Eskom, le premier distributeur électrique en Afrique du Sud, a d'ores et déjà mis en garde contre de nouvelles coupures électriques cet hiver, ce qui pourrait entraîner l’économie vers une nouvelle recession. La deuxième en trois ans.

"En Afrique du Sud, le charbon est un socle sur lequel l'accès à l'énergie est construit, il fournit une électricité abordable aux ménages, aux entreprises, aux transports" rappelle encore Princy Mthombeni.

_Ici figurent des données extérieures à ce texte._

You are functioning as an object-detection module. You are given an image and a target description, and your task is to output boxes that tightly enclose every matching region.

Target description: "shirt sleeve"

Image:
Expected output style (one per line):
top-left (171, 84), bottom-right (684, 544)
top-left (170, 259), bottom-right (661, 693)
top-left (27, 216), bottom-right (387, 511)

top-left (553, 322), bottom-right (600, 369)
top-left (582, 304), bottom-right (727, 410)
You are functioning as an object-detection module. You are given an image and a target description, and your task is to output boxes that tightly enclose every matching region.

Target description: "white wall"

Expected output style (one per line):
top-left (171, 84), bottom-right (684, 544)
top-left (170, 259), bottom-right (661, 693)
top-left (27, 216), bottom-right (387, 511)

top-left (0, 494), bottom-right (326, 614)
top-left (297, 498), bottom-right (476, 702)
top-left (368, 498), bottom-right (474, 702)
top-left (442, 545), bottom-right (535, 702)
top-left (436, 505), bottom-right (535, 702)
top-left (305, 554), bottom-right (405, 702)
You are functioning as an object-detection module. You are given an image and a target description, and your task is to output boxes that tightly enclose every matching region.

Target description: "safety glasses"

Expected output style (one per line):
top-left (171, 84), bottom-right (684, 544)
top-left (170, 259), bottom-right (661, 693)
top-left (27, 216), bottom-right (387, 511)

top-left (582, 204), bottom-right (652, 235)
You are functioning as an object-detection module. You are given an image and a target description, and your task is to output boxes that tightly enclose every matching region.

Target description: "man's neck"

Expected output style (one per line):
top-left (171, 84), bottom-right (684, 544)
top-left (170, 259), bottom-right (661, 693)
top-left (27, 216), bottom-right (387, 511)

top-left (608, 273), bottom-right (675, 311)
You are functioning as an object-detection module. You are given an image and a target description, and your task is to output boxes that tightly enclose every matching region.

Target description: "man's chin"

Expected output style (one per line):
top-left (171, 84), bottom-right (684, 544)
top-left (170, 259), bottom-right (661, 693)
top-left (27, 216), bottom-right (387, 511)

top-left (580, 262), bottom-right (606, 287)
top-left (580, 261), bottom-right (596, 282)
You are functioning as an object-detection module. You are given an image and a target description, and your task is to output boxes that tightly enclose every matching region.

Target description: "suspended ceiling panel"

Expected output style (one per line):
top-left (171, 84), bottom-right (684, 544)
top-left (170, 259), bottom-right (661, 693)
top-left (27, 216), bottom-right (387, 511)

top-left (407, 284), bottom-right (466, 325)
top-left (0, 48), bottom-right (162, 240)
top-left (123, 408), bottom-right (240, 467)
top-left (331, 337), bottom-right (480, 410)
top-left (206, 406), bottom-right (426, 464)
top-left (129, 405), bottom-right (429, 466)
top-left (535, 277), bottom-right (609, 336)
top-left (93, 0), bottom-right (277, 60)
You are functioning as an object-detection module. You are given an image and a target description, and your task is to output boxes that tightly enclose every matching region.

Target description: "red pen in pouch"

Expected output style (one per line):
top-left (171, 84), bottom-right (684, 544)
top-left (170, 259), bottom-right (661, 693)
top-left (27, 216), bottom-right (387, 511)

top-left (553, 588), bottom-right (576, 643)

Jeu trouble de l’UE sur l’énergie verte

Mais la donne a changé avec le conflit ukrainien et la crise énergétique, souligne la spécialiste. Les Européens se sont rués sur le charbon sud-africain pour pallier l’absence de gaz russe… tout en faisant la leçon à Pretoria pour que le pays se dirige lui-même vers des énergies plus propres!
"Les pays se sont précipités pour trouver des alternatives à l'approvisionnement en gaz russe. Mais à la COP27 en 2021, des pays tels que les États-Unis, le Royaume-Uni, la France, l'Allemagne ont "promis" 8,5 USD à l'Afrique du Sud pour aider le pays à s'éloigner du charbon. Peut-être devrions-nous nous demander si l'Afrique du Sud n’est pas utilisée comme un cobaye pour des politiques énergétiques", interroge ainsi Princy Mthombeni.
En 2022, l'Afrique du Sud a d’ailleurs enregistré une baisse de 5% de sa consommation de charbon, soit le plus net recul à l’échelle mondiale, rappelle d’ailleurs la spécialiste. La même année, le terminal de Richards Bay (RBCT) a exporté vers l’Europe 14,3 millions de tonnes de charbon, contre 2,3 millions en 2021.
Une sorte de schizophrénie qui fait dire à Princy Mthombeni que les pays occidentaux devraient revoir leur discours vis-à-vis de Pretoria. Les aides pour sortir du charbon et produire des énergies propres ne devraient pas être "prescriptives" souligne-t-elle, car elles passent pour une forme de néo-colonialisme.

L’Afrique pollue peu

L’attitude occidentale est d’autant plus problématique que l’Afrique est un continent qui pollue peu, comme le rappelle à Sputnik Sékou S. Traoré, du bureau d’étude malien ID-SAHEL. Les exportations de charbon sud-africain permettent par ailleurs à d’autres pays émergents de se développer.

"Les pays africains sont considérés comme des puits carbone, notre impact direct sur la pollution est peu significatif […]. Ce n'est pas un paradoxe que les exportations du charbon sud-africain connaissent un boom. L'énergie est un moyen sûr pour amorcer le développement d'un pays", souligne-t-il ainsi.

En matière d’énergies vertes, l’Afrique pourrait faire le pari du photovoltaïque et de l’hydrogène précise encore Sékou S. Traoré. Plusieurs pays du continent se penchent d’ailleurs intensément sur cette dernière option. Comme l’Égypte, qui pourrait devenir le premier en Afrique à produire de l’hydrogène vert, via sa nouvelle usine d’Ain Sokhna.